Friday, January 30, 2009
"Look, What I Don't Understand" Closes This Weekend 2/1/09
"Look, What I Don't Understand," the solo play written and performed by Anthony Nikolchev in collaboration with the Thirteen Pocket Theater and five directors, including Yuriy Kordonskiy, closes this weekend. You can see it tonight and Saturday at 8pm, and on Sunday at 3pm, followed by a discussion about the show. The show is currently mounted at the Athenaeum Theater. Tickets cost $15 ($10 for students and seniors) and can be purchased at Ticketmaster or at the theater prior to the show.
If you like theater with substance that tackles both the madhouse history of the Soviet-ruled Eastern bloc and the harrowing experience of escaping, then be sure to see this show. The show is based on Nikolchev's retelling of his father and grandparents' immigration from Bulgaria to the U.S. in 1969, based on research conducted during a recent visit back to the homeland. The play was originally mounted at a Wesleyan University stage in Connecticut, where avid thespian Nikolchev graduated in 2008.

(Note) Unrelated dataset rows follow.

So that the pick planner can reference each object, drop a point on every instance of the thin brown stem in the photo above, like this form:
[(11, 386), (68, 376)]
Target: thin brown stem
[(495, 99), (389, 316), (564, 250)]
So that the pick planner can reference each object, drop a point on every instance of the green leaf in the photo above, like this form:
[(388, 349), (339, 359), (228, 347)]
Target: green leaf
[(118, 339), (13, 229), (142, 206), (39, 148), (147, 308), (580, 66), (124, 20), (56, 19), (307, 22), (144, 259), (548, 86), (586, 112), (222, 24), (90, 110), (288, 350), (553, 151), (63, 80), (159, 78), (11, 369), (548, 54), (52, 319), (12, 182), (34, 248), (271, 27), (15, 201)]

The Athenaeum Theater's back studio sure isn't an archetype of coziness, in fact it's rather dreary, with seats that could use a face lift, and a general atmosphere of uninviting drabness. In other words, it's the perfect setting for a play about the life under Communism. The setting of a cage and two suitcases set the scene for nuanced minimalism. And considering Nikolchev's startling dead-on performances as various characters, including Gencho Shonev, a prisoner at a communist gulag prison, The Immigrant (based on Nikolchev's father), Vasil, a spy burdened with guilt, and Grigorina (Nikolchev's grandmother), not much else is needed in terms of scenery. The acting and intense storyline speaks loud and clear.
The play starts out with the Immigrant listening to the broadcast American news on his son's radio, while waiting with his family to be granted access to the United States from detainment at an Italian refugee camp, circa 1969. The Immigrant then goes on to relive the events that explore tyranny and oppression at the hands of the Soviets and simultaneously, the particular identity crisis of leaving your homeland in the quest for a new one. Events along the journey include: Bulgaria's collaborations with the Nazis in WWII that led to being overtaken by Soviet Russia, the purging of anti-Soviet elements such as non collective farms, torture in the gulag, spying, and the family's escape from Bulgaria to the Congo on their way to America, that involved the witnessing of a hanging.
It's no surprise that Nikolchev has studied method acting, as he brilliantly assumes each character with total immersion and conviction. The dialogue is crisp and vivid, taking you on a deftly explained tour through a complex historical chapter of the 20th century. Nikolchev is an actor/writer to watch.